Most successful personal injury attorneys work by contingent fee. A contingent fee is paid only when the case is won or settled. Because the attorney works for a percentage of the result, his interests are nearly always aligned with yours to get the maximum value for your case. If you make more, he makes more.
Be wary of any attorney who insists on an hourly fee. It suggests an attorney unfamiliar with personal injury litigation and/or may suggest an attorney with little confidence in the outcome.
Contingent fees vary as to percentage and how that percentage will be calculated. Some attorneys calculate the percentage fee on the gross recovery. Others calculate the contingent fee only after expenses of litigation have been deducted from the recovery, what is called the net recovery. The latter calculation works somewhat in the client’s favor.
Contingency on Gross Recovery
Let’s assume there is a contingent fee of 40% on the gross recovery. A gross settlement is negotiated for $200,000. There were $20,000 in expenses of litigation. The $20,000 in expenses is deducted from the gross recovery, but the 40% fee is also calculated on the gross recovery.

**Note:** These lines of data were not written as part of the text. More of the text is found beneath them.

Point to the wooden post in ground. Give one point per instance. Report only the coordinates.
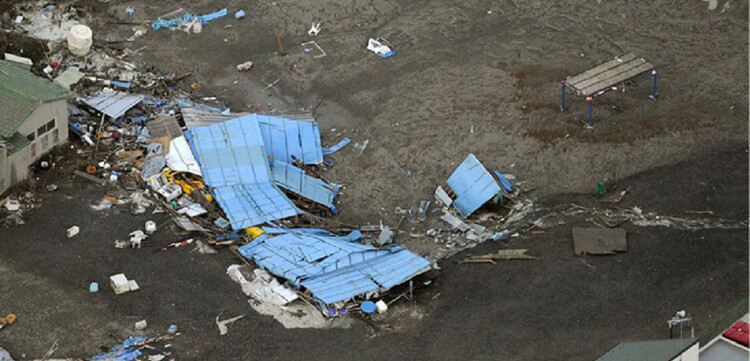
(282, 52)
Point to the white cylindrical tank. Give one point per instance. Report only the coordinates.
(80, 39)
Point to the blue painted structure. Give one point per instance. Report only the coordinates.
(473, 186)
(233, 161)
(286, 138)
(336, 147)
(333, 267)
(296, 181)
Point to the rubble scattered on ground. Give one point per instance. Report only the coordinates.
(138, 140)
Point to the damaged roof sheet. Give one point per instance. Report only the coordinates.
(287, 139)
(164, 126)
(473, 186)
(296, 181)
(113, 103)
(332, 267)
(181, 158)
(233, 161)
(293, 135)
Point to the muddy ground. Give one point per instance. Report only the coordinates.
(561, 307)
(490, 67)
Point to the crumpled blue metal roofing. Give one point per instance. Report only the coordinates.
(287, 139)
(233, 161)
(473, 186)
(113, 103)
(379, 273)
(332, 267)
(295, 180)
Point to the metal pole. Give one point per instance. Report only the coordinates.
(98, 136)
(562, 108)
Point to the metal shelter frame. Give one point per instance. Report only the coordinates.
(607, 76)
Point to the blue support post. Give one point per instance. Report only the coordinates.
(562, 107)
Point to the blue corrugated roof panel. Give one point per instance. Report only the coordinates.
(473, 186)
(295, 180)
(233, 161)
(379, 273)
(113, 103)
(332, 267)
(287, 138)
(298, 255)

Contingency on Recovery After Expenses
Now, let’s assume there is a contingent fee of 40% on the net recovery after expenses. This time the ultimate net recovery to the client is calculated after deduction of expenses.
What is a proper percentage? In a general sense, a percentage fee is based on the attorney’s risk. How much time is the case likely to take? How much will it cost? How long will it take? What are the chances of success? All these factors are considered by a contingent fee attorney.
Some clients are willing to advance some or all the expenses. Since the attorney’s risk is correspondingly lower, he may be willing to work for a reduced percentage fee. Percentage fees vary based on jurisdiction, experience of the attorney, type of case and risk. Fees should never exceed 50%, whether calculated on the gross or the net. 40% fees are common, and some attorneys are willing to work for less if the case is settled before trial.
Do not select an attorney based on the quoted percentage. Many times, you get what you pay for. A good attorney with experience in sexual abuse cases, working on a 40% contract, may get you more money resulting in a better net recovery for you than the attorney who offered to handle your case for 25%.